Our study has several strengths. This study is the first to report LOS of VPIs in China, which fills a data gap. Large sample size enabled us to present LOS at each gestation. Detailed data collection and strict data quality control make the examination of various related factors of LOS possible. Fifty-seven hospitals were from all major regions of China, representing a concurrent national-level situation. There are also several limitations in our study. First, all hospitals in our study had large tertiary neonatal service; therefore, our data could not represent the situation in lower level units. Second, care practices related with discharge planning in different hospitals were not collected, so further investigation on the reasons for site variation could not be performed. Third, information on socioeconomic forces was not collected.

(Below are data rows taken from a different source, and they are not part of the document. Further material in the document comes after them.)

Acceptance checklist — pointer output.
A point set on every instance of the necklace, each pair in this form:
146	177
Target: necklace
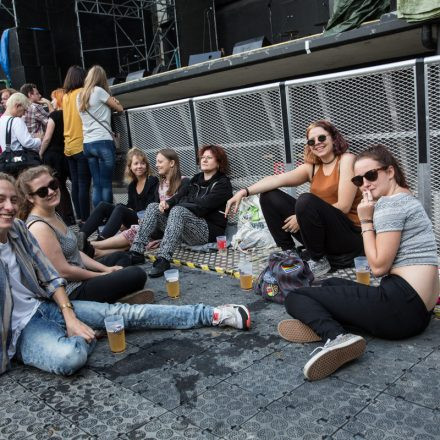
327	163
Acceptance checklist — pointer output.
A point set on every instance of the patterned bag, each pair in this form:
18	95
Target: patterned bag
285	272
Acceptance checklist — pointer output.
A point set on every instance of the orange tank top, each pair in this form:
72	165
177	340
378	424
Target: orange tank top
326	188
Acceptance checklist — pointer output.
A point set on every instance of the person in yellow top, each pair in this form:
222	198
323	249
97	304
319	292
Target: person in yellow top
73	143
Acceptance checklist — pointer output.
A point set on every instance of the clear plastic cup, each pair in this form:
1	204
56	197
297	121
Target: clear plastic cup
172	283
116	334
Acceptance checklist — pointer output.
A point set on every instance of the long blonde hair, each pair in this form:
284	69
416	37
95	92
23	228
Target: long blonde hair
23	188
96	76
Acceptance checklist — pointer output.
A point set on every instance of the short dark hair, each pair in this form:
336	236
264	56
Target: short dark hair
75	77
381	154
27	88
219	154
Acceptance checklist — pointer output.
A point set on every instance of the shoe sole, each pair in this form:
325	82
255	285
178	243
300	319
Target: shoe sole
142	297
293	330
329	360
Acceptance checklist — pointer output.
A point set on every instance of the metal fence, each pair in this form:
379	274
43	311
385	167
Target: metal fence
384	104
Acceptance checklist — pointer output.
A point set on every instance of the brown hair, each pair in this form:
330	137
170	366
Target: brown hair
132	153
25	206
381	154
340	145
220	155
176	174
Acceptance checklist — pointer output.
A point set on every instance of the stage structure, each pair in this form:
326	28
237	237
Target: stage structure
144	31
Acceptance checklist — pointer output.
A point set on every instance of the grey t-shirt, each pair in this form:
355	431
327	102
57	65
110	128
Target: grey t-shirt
403	212
92	130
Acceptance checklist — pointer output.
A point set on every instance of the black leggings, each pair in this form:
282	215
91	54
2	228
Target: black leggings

In conclusion, our study provided current estimates of LOS for VPIs that survived in Chinese NICUs, which could be used as references for medical staff and parents. Infants at 27–31 weeks were likely to be discharged at a median of 36–37 weeks’ corrected gestational age. Increasing maternal age, primigravida, maternal hypertension, decreasing gestational age, SGA, Apgar score ≤ 7 at 5 minutes, higher TRIPS score, and all types of major morbidities were significantly associated with longer LOS. A large variation of LOS to discharge home of infant characteristics existed, indicating variation of care practices requiring further investigation and quality improvement.